Did he know? Should he have known? I have no idea.
But when his generation, the WWII generation, pressured us - forced us, really - to go and fight this war, and get killed in rice paddies so far from home for no good reason that we could see (and, in hindsight, no good reason period) it ignited a generational war which tore down a good deal of the social stability of this society, and opened wounds which have not yet healed, and which may not heal any time soon.
Our parents (the so-called, called by themselves, "greatest generation") did not defend us. They were still back in their imaginations fighting the Evil Nazis, and then Evil Communism. They didn't see it. And we paid the price.
How much of this lies at the door of Robert McNamara? I don't know. Hindsight is always 20/20. The man did a great deal of harm to us and to this society. What did he know? What should he have known? I have no idea.
RIP
I can't tell you guys, our children, what it was like.

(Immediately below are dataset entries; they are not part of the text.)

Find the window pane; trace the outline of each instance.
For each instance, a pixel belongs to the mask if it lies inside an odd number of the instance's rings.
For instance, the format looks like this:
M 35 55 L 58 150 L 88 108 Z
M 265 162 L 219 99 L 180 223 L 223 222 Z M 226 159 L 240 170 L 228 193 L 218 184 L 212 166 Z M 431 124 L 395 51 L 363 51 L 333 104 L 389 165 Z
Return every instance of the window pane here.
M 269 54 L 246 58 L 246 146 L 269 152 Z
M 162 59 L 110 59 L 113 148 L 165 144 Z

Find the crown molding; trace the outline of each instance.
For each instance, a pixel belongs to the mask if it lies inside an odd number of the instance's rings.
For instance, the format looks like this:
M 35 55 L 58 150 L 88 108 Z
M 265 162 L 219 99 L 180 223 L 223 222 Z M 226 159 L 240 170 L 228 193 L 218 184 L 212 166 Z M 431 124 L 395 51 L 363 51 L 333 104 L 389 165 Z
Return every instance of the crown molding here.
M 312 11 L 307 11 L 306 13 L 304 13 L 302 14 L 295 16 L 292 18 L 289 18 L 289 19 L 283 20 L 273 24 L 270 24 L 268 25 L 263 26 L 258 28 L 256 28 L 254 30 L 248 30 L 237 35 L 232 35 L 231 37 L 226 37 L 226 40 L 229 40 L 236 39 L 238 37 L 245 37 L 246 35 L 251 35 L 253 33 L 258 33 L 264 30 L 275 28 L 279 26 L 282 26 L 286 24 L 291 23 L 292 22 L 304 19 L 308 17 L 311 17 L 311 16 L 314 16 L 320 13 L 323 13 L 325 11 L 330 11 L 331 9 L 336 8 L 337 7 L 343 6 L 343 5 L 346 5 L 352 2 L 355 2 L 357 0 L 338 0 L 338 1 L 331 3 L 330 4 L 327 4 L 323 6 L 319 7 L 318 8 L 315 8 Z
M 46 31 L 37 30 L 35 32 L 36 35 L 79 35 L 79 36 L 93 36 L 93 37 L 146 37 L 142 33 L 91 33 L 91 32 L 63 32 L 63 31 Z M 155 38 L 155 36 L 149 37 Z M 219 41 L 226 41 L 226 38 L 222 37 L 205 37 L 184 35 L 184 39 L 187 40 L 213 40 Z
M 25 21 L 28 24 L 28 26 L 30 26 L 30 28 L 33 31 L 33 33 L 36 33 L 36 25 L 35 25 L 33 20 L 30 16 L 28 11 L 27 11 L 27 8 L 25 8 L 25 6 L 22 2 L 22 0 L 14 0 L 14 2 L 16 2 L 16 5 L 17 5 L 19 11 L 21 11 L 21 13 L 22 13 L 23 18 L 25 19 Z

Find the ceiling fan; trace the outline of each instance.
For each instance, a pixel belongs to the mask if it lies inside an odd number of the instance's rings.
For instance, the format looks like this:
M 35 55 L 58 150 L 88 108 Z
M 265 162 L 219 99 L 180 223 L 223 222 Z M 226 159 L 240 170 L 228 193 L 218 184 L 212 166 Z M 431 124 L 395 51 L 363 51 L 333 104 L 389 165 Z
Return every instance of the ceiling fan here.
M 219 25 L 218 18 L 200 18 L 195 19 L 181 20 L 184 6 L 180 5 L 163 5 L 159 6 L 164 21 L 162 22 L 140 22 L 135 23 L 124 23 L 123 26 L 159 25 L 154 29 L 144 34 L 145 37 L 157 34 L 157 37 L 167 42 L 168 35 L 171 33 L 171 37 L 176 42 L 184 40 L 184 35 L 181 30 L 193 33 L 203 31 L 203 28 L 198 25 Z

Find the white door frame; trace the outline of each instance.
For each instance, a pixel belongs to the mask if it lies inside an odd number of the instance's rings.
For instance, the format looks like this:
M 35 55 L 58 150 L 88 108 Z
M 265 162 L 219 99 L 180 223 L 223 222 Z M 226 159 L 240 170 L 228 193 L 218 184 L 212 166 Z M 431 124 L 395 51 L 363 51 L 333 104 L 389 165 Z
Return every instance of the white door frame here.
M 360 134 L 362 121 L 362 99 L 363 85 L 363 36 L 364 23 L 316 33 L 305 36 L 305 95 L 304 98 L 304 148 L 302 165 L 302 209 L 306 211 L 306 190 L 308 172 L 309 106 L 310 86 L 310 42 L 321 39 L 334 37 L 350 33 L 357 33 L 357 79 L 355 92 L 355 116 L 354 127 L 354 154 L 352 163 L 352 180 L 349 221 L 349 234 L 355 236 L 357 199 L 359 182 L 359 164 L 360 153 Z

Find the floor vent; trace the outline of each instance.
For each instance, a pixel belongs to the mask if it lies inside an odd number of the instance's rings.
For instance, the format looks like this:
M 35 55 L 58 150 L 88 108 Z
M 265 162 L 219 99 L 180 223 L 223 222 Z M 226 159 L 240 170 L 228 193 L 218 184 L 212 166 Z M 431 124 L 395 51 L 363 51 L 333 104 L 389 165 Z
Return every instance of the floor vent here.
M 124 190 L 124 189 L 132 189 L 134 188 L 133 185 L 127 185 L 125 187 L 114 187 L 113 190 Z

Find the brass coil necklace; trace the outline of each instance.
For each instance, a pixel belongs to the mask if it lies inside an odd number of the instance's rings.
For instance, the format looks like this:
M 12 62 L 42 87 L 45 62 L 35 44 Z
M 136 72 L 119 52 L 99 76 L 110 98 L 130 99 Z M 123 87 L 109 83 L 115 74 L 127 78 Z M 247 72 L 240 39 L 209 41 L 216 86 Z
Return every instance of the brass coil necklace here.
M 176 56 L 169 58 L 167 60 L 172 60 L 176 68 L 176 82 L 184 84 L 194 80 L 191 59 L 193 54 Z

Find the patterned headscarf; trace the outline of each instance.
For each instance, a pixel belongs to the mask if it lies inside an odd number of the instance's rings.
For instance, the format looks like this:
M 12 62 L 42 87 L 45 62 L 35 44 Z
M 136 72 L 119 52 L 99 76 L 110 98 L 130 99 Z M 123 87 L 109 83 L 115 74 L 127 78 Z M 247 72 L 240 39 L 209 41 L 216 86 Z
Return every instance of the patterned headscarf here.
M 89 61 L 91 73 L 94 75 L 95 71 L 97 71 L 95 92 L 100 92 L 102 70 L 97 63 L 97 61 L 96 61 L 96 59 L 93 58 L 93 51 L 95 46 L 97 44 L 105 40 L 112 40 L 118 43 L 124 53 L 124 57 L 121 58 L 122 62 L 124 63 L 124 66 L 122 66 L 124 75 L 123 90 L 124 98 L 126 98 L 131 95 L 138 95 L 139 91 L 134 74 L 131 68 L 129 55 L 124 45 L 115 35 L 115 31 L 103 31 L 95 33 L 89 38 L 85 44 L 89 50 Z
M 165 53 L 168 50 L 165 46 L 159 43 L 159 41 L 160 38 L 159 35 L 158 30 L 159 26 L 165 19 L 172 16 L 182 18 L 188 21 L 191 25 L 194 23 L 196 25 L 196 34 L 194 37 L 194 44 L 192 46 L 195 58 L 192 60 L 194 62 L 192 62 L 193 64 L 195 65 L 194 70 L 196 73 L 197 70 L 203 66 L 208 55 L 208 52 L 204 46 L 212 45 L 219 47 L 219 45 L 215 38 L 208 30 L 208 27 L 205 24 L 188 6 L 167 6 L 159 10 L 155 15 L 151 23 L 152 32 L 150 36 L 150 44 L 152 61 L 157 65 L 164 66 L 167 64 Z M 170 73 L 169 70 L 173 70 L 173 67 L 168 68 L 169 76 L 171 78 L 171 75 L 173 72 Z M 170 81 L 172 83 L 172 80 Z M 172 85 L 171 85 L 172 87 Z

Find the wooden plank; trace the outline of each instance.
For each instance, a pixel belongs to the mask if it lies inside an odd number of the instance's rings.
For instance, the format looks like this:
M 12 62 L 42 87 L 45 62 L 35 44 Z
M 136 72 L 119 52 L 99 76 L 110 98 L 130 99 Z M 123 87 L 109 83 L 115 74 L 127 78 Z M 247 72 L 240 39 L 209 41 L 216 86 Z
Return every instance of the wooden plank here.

The draft forced our men to serve in Vietnam. We all knew what BS it all was. Even in our late teens and early twenties, it was obvious. (So why couldn't our parents see it??) So many came back in body bags; many many more, physically and/or emotionally crippled. For no good reason. For no reason. For nothing. Trying to explain our point of view to the self-defined "greatest generation" was an exercise in futility. You might as well talk to a brick wall.
So, we thought, what about the other "values" of this "generation"? And in some ways we threw the baby out with the bathwater. Sexual license, drug use, you name it. Because our parents had pinned their entire moral authority to something that any child could see was evil. So we wrote them off wholesale. Everything.
Viewed now, in the cool light of maturity, this was a mistake. But come on, you guys, we were like what, 20 years old? Were we supposed to be able to make fine distinctions? Children that age take the world as it is given to them. What were we supposed to do? Say, OK, so send me to a rice paddy so I can be shot and killed, in the service of the Great American Empire (which, by the way, doesn't exist)?
"Greatest generation" my left foot.
If there is an afterlife, there are probably a lot of dead soldiers who have a few things to say to McNamara.
alkali:
Not quite. McNamara was president of Ford Motor Company before he joined the Kennedy administration.
And this has any relevance to his skills (or lack of them) as Secretary of Defense? What is the source of his incompetence?
This, from Bob Herbert's column today:
"The hardest lesson for people in power to accept is that wars are unrelentingly hideous enterprises, that they butcher people without mercy and therefore should be undertaken only when absolutely necessary."